Petite île perdue au sud du Japon, Okinawa détient le record mondial de longévité, avec trois fois plus de centenaires qu’en France et des personnes âgées en pleine forme ! Cette longévité s’expliquerait notamment par le régime alimentaire de ses habitants qui ont pour habitude de ne jamais manger plus que de raison et de consommer beaucoup de végétaux et de poisson. Au-delà de ces principes alimentaires, le régime Okinawa préconise l’activité physique régulière et la sérénité (prendre le temps de souffler avant chaque repas par exemple), tout en soulignant l’importance de la vie sociale.

Le régime détox

Retrouver la vitalité en éliminant les toxines du corps, tel est l’objectif du très en vogue régime détox, qui permet aussi de perdre du poids. Plébiscitées par les stars hollywoodiennes, les cures détox sont généralement de courte durée et visent à « purifier » l’organisme en supprimant les apports toxiques (alcool, tabac, sucres, graisses, café…) et en privilégiant les aliments naturels ou bio. Les fruits et légumes y sont particulièrement appréciés pour leurs vertus antioxydantes et la consommation d’eau en quantité élevée est un point fort.

Quelle prise en charge pour les régimes alimentaires ?

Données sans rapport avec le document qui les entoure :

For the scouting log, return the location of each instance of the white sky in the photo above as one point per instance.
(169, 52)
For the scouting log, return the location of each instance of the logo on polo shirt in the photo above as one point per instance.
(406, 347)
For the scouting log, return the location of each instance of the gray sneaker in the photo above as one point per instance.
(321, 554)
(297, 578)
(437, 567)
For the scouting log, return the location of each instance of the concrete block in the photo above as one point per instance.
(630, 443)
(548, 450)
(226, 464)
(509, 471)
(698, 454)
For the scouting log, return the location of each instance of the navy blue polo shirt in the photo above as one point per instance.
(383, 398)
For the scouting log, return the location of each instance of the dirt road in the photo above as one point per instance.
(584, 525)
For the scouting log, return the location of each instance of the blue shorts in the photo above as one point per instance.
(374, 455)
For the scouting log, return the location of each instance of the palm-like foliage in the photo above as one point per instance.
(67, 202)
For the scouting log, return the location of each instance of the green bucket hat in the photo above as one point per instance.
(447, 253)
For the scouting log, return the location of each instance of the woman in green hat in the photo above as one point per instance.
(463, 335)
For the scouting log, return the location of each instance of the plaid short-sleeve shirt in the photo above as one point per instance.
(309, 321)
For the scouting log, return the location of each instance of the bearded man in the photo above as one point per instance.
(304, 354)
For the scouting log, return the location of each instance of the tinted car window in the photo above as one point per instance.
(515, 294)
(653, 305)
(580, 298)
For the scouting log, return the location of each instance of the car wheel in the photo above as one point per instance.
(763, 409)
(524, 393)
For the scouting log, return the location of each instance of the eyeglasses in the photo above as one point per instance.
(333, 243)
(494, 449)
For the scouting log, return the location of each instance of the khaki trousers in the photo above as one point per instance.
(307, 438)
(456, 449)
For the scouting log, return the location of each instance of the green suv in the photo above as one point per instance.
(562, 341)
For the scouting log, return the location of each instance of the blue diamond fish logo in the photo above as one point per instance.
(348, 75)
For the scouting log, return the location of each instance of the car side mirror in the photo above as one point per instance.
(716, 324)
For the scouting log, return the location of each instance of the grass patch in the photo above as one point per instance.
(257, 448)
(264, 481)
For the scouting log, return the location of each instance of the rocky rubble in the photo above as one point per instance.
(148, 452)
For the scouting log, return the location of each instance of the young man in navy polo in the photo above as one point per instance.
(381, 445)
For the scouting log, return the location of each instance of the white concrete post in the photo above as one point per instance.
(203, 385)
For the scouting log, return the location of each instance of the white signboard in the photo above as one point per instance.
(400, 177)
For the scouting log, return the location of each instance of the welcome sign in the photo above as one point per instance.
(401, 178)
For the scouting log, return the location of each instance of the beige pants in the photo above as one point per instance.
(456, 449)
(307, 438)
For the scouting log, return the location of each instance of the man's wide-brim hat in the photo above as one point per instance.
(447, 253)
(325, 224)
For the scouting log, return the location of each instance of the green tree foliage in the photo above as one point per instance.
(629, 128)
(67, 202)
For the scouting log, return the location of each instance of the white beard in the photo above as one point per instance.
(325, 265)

Se mettre au régime a un coût financier non négligeable, puisque cela peut nécessiter de consulter des professionnels de santé ou de la nutrition, ou encore de consommer des produits chers. Dans certains cas, un remboursement partiel peut être envisagé par l’Assurance maladie ou certaines mutuelles.

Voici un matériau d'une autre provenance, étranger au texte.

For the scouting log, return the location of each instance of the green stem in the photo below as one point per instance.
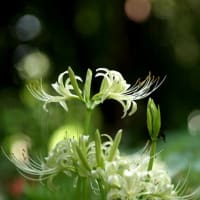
(152, 154)
(82, 189)
(85, 189)
(88, 120)
(102, 190)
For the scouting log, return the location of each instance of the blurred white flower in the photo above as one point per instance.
(63, 88)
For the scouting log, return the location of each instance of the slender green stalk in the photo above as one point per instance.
(88, 121)
(85, 189)
(102, 190)
(152, 154)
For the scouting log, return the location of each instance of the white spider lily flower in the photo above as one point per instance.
(114, 86)
(63, 88)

Médicalement accompagné, votre régime peut être remboursé
Deux types de professionnels peuvent accompagner un régime alimentaire :

  • le nutritionniste, médecin spécialiste dans la prise en charge des troubles alimentaires (obésité, anorexie, intolérances…),
  • le diététicien, conseiller en alimentation.

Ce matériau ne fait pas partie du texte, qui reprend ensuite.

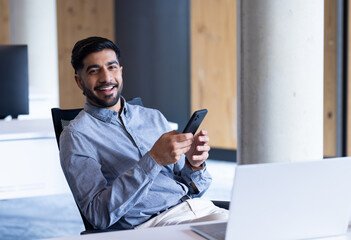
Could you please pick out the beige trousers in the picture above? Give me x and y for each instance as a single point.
(190, 211)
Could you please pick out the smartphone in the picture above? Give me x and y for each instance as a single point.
(195, 121)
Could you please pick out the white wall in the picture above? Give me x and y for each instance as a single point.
(34, 23)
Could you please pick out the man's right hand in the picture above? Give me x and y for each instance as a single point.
(169, 148)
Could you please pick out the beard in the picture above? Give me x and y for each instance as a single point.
(108, 100)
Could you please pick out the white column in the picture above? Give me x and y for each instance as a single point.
(280, 80)
(34, 23)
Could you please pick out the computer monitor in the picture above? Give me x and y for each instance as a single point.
(13, 80)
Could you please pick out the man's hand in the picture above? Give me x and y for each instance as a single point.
(169, 148)
(198, 152)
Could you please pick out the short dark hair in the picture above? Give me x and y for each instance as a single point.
(90, 45)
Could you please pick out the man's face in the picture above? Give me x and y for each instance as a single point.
(101, 79)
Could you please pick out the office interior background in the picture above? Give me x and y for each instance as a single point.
(178, 56)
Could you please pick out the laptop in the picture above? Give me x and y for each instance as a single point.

Pour la consultation d’un nutritionniste, l’Assurance maladie rembourse 70 % du tarif de base d’un médecin spécialiste (25 € si celui-ci ne pratique pas de dépassement d’honoraire), le complément pouvant être pris en charge par la mutuelle santé. Certaines complémentaires santé proposent également la prise en charge de consultations chez le diététicien, qui elles ne sont jamais remboursées par la Sécu, puisqu’il ne s’agit pas d’une spécialité médicale.

La méthode Weight Watchers remboursée par Swiss Life

Récemment, l’assureur Swiss Life a signé un partenariat avec Weight Watchers, afin de proposer à ses adhérents un remboursement partiel et soumis à conditions des programmes que propose le spécialiste en régime minceur. Ce partenariat s’inscrit dans une volonté de prévention contre le surpoids et l’obésité.

Selon Swiss Life, « ce remboursement sera jusqu’à 50 % du prix payé pour tout abonnement souscrit ou en cours à  Weight Watchers Pass Lib ou à Weight Watchers Online dans la limite de 3 mois d’abonnement sur une période de 12 mois consécutifs, et à concurrence du forfait prévention associé ».

Au vu des résultats alarmants de l’étude ObEpi-Roche sur l’obésité et le surpoids des Français en 2012 et dans le cadre du plan national contre l’obésité mené par le ministère de la Santé, d’autres modes de prise en charge des régimes alimentaires devraient voir le jour.